The store was built in 1893. The store was built by the Soto Brothers, originally a lumber structure, but within two months it was replaced with the current adobe structure. During the town's heyday in the late 1890s, it was the most important building in the mining boomtown, serving as the mercantile and banking center, as well as the post office. While the town faded in the 1900s, the nearby mine which was the main employer in the area, declined, and by the end of World War I, the mine was only worked sporadically through World War II. Even has the town diminished, the store continued to serve local ranchers and tourists. Albert Roth purchased the store in 1936, who sold it to Irving Cornish in 1939. In 1942 Raymond Dooley, president of Lincoln College in Illinois, who retained it until 1968 when it was purchased by Mr. and Mrs. John Thurman of Chicago. All of the owners insisted on retaining the 1890s fixtures and appearance of the store. When it was entered on the NHRP, it had been in continuous operation as a general store since its inception in 1893. From 1988 through 1990, the building was used as a museum of western memorabilia, until it closed in November 1990, and its contents sold at auction.

==Appearance==
The building is on the southwest corner of Ghost Town Trail and Pearce Road, facing east. The adjoining lumber and wagon yards are south of the store. It is a rectangular building measuring 180 feet by 45 feet, with a gabled roof, and a boomtown facade on the front of the building.
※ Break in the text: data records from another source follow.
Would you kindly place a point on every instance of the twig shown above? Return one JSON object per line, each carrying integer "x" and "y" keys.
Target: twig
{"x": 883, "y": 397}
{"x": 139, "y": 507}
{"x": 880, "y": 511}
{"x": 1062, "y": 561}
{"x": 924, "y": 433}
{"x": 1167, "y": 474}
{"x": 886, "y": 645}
There is a shed roof porch running the width of the building, with a double entry door, flanked by large arched windows and pressed metal pilasters. Windows on the sides of the building are also arched, but not as large. There is a 20 square foot basement beneath the store, reached by a trap door. The ceiling is 14 feet high, and covered with embossed metal. When it was entered into the NHRP, ten-foot shelves lined the side walls, with rolling ladders. Original fixtures included a pot-bellied stove, safe, roll-top desk, 5-drawer cash register, glass showcases, and other mercantile paraphernalia.